At NAB this year Blackmagic Design showed their new version of DaVinci Resolve. Skipping 13 and moving straight on to 14.
Resolve gets a new playback engine that is up to 10 times faster than previous versions. Grant showed a 4-up multicam playing four streams of H.264 video at once with no problems. He said it works as smoothly on a notebook. Playback is now instant with J K L editing and live trimming to the current frame of the clip that is playing back.
Fairlight’s as been fully integrated into Resolve for movie and TV audio post-production. Grant took a jab at Avid’s ProTools by saying that Fairlight’s tools are designed specifically for post. Like Final Cut Pro X, you can edit audio at sub-frame resolution - down to the sample level.
Other improvements include tools to make it easier for non-colourists to grade footage. One tool can analyse footage to detect faces and then make changes to those faces using controls based on modifying on human features - such as changing the eyes, nose or mouth.

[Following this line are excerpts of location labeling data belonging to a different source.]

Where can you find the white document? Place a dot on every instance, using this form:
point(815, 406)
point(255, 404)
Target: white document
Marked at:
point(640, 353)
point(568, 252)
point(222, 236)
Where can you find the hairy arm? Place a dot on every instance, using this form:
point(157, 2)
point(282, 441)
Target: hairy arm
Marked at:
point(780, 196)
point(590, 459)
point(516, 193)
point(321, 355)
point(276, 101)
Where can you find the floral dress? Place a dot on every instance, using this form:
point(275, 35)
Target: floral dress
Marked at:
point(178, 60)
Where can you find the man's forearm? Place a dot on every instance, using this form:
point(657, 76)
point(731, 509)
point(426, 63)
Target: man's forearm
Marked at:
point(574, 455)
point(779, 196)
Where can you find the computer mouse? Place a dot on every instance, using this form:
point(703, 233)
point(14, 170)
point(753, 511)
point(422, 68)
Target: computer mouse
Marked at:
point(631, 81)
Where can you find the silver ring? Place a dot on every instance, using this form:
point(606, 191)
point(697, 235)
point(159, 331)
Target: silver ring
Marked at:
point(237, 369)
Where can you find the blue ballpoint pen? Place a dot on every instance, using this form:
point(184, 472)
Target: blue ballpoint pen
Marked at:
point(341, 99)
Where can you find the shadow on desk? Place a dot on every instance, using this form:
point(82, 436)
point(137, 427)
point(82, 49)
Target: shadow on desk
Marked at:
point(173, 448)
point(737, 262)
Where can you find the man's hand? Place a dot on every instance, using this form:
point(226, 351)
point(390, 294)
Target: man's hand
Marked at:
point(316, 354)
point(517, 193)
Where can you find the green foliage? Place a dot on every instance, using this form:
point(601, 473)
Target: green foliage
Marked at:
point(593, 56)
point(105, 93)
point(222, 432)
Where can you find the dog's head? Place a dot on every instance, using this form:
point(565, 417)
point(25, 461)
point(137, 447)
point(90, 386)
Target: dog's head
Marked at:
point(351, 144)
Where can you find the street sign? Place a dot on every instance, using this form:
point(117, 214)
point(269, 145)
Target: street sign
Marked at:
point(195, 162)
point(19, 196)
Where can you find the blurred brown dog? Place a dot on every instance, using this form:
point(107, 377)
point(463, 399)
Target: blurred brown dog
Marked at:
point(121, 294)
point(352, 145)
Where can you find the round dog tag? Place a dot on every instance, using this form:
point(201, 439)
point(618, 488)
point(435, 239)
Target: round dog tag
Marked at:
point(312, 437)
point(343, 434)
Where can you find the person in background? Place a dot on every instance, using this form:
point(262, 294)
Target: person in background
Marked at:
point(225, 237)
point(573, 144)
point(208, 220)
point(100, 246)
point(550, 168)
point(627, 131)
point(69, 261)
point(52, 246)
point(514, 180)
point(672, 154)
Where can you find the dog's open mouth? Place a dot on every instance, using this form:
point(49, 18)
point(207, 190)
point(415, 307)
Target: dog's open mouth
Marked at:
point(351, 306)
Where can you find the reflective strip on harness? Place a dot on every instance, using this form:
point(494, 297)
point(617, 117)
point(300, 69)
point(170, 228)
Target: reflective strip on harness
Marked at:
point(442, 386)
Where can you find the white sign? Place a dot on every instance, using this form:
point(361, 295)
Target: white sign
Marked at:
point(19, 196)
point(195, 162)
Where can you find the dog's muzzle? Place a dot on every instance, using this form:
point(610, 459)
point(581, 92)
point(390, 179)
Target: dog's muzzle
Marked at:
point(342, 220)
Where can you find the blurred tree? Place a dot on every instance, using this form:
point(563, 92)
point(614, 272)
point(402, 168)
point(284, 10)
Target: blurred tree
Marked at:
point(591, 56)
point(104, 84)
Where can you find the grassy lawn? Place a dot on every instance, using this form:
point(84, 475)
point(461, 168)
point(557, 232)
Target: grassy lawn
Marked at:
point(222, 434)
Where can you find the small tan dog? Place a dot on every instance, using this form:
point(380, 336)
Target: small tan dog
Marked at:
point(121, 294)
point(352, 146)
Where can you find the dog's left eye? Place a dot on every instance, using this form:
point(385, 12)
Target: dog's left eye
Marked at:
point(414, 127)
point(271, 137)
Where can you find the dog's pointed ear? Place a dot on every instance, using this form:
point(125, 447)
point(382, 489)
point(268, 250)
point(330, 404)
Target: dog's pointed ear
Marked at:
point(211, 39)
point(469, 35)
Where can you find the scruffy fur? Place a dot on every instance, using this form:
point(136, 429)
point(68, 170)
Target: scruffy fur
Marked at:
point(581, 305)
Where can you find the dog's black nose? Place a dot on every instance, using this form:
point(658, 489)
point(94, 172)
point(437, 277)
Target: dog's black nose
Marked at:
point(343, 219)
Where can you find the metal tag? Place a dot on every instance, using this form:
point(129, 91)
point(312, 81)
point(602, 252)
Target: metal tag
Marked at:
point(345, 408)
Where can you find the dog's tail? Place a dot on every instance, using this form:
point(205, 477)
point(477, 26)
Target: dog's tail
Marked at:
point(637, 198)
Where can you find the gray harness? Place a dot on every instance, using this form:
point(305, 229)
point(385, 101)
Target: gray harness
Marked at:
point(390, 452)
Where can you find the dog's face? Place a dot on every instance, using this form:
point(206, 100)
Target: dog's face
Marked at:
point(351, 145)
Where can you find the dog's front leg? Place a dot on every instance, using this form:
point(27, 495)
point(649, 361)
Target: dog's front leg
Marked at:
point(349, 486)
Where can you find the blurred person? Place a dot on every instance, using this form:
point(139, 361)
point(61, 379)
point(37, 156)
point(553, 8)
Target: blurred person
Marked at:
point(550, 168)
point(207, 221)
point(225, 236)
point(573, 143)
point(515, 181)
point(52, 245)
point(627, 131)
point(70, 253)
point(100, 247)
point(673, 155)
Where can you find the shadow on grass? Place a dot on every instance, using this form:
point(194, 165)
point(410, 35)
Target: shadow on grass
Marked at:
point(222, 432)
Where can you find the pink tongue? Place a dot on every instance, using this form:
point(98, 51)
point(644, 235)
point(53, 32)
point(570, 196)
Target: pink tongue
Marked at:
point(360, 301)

- Bins can have their own windows, footage can be dragged from the Finder into them, and clips dragged between bins
- Smart bins list clips based on metadata
- Source monitor can also show audio waveforms while watching video
- Dynamic trimming with JKL keys
- Trim multiple clips at once
- Save commonly used transition settings to the effects library
- Marker names and comments can be overlaid in viewers
- Named marker ranges from a source clip can be edited from bins to the timeline
The price now matches Final Cut Pro X: $299 down from $999. Since Blackmagic released their first version of Resolve, they haven't charged for upgrades.
The open Beta is available for Mac and PC today from Blackmagic. Although it is called a Beta, Fairlight was only bought by Blackmagic 6 months ago, so the audio parts are more at the Alpha development stage.